TITLE V--TAX RELIEF FOR HURRICANES HARVEY, IRMA, AND MARIA
This title amends the Internal Revenue Code to allow various tax credits, deductions, and modifications to existing rules for individuals and businesses affected by Hurricanes Harvey, Irma, and Maria.
(Sec. 501) This section specifies the areas and zones that are eligible for the tax provisions included in this title based on Presidential declarations under the Robert T. Stafford Disaster Relief and Emergency Assistance Act for Hurricanes Harvey, Irma, and Maria before September 21, 2017.
(Sec. 502) This section waives the 10% additional tax on early distributions from retirement plans for up to $100,000 in distributions made on or after August 23, 2017, and before January 1, 2019.
The distributions must be made to an individual: (1) whose principal place of abode on specified dates was in a hurricane disaster area, and (2) who has sustained an economic loss by reason of Hurricanes Harvey, Irma, or Maria.
A taxpayer who has received such a distribution may: (1) repay the distribution by making additional contributions to a retirement account within three years, and (2) include the distribution in gross income by dividing the amount over a three-year period.
This section also: (1) permits individuals to recontribute funds to retirement plans if the funds were distributed for a home purchase in a hurricane disaster area that was cancelled on account of the hurricanes, and (2) increases the limit and extends the repayment deadline for loans from retirement plans.
(Sec. 503) This section allow an employee retention tax credit for employers affected by the hurricanes. The credit is equal to 40% of the qualified wages (up to $6,000 per employee) paid to an employee whose principal place of employment on specified dates was in a hurricane disaster zone.
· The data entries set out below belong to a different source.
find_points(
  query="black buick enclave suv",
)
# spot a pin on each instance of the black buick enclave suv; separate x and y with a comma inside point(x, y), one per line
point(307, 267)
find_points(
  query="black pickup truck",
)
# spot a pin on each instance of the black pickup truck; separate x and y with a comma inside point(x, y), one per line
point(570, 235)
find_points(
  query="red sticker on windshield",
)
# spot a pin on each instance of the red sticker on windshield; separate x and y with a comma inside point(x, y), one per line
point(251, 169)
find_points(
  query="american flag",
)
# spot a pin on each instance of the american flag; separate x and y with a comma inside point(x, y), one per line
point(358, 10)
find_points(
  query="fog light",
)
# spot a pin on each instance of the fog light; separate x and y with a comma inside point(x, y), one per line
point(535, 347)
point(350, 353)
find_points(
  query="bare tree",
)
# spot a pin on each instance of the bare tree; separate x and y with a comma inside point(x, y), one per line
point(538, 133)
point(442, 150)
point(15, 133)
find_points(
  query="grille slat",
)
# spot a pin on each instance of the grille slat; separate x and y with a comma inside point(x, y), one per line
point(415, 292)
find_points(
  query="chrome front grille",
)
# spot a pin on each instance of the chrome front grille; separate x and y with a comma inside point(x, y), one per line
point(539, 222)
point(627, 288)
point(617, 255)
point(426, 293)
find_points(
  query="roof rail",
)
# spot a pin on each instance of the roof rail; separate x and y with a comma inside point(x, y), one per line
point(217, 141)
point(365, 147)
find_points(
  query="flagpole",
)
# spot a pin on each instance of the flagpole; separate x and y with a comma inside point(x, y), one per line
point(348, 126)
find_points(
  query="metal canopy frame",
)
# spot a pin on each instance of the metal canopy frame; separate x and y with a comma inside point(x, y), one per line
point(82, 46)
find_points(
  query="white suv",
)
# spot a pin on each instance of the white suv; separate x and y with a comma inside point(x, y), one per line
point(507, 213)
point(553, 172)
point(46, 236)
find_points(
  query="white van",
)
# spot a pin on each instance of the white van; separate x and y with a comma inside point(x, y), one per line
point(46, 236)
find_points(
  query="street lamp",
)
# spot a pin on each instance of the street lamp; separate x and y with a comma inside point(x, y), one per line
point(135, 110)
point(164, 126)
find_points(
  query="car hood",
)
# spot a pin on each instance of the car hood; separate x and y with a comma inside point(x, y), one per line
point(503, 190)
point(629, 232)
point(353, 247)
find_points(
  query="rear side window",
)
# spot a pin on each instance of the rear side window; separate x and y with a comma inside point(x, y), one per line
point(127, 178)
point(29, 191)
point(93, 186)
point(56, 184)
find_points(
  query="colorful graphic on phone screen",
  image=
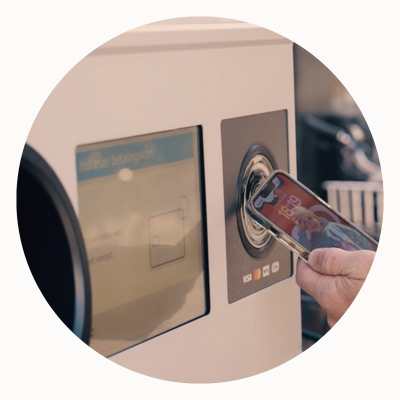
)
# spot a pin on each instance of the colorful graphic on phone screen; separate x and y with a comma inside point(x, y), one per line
point(307, 220)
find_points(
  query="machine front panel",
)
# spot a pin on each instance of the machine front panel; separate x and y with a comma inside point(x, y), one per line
point(140, 202)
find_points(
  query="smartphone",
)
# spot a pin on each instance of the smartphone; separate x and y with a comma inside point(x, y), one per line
point(299, 219)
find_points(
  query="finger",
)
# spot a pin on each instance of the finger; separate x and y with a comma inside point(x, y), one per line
point(307, 278)
point(334, 262)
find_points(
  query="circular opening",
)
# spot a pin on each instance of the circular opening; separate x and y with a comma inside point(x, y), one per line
point(46, 246)
point(257, 165)
point(53, 243)
point(256, 172)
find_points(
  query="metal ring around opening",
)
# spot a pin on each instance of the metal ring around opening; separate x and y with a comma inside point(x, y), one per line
point(257, 165)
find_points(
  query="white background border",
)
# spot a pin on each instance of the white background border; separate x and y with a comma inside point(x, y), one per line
point(42, 40)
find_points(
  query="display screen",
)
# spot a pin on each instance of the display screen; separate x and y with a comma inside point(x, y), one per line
point(141, 214)
point(301, 214)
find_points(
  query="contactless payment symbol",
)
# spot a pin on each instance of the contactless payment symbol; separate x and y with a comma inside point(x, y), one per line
point(275, 267)
point(257, 274)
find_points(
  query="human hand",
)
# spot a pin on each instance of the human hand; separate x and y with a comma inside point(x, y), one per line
point(333, 277)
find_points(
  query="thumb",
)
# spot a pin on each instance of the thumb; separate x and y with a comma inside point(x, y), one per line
point(334, 262)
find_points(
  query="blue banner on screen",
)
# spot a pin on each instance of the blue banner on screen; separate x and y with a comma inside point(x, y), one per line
point(110, 160)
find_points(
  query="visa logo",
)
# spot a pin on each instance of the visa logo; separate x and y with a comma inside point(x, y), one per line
point(247, 278)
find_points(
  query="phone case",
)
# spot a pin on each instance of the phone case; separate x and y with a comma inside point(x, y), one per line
point(302, 221)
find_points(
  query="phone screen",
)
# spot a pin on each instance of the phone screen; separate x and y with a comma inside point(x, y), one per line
point(301, 215)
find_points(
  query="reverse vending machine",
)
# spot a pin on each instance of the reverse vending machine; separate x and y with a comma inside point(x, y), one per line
point(132, 192)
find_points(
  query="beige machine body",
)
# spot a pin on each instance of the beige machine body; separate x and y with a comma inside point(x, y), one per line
point(215, 77)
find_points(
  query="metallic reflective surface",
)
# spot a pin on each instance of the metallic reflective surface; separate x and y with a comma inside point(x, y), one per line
point(257, 170)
"Qualified wages" include wages that: (1) are paid or incurred on or after August 23, 2017, and before January 1, 2018; and (2) occurred during the period that begins when the trade or business became inoperable at the principal place of employment of the employee immediately before the hurricane and ends when the trade or business has resumed significant operations.
(Sec. 504) The bill modifies the deduction for charitable contributions to temporarily suspend the limitations on charitable contributions made before December 31, 2017, for relief efforts in the hurricane disaster areas.
The bill modifies the deduction for personal casualty losses in the hurricane disaster areas to eliminate: (1) the requirement for losses to exceed 10% of adjusted gross income to qualify for the deduction, and (2) the requirement to itemize.
For the purposes of determining earned income for the earned income tax credit and the child tax credit, taxpayers in the hurricane disaster areas may use earned income from the immediately preceding years.
The Department of the Treasury must pay: (1) to the U.S. Virgin Islands amounts equal to the loss in revenues to the U.S. Virgin Islands by reason of the provisions of this title, and (2) to Puerto Rico amounts equal to the aggregate benefits that would have been provided to residents of Puerto Rico by reason of the provisions of this title if a mirror code tax system had been in effect in Puerto Rico.
(Sec. 505) The bill designates this title as an emergency requirement pursuant to the Statutory Pay-As-You-Go Act of 2010 (PAYGO) and the FY2010 congressional budget resolution.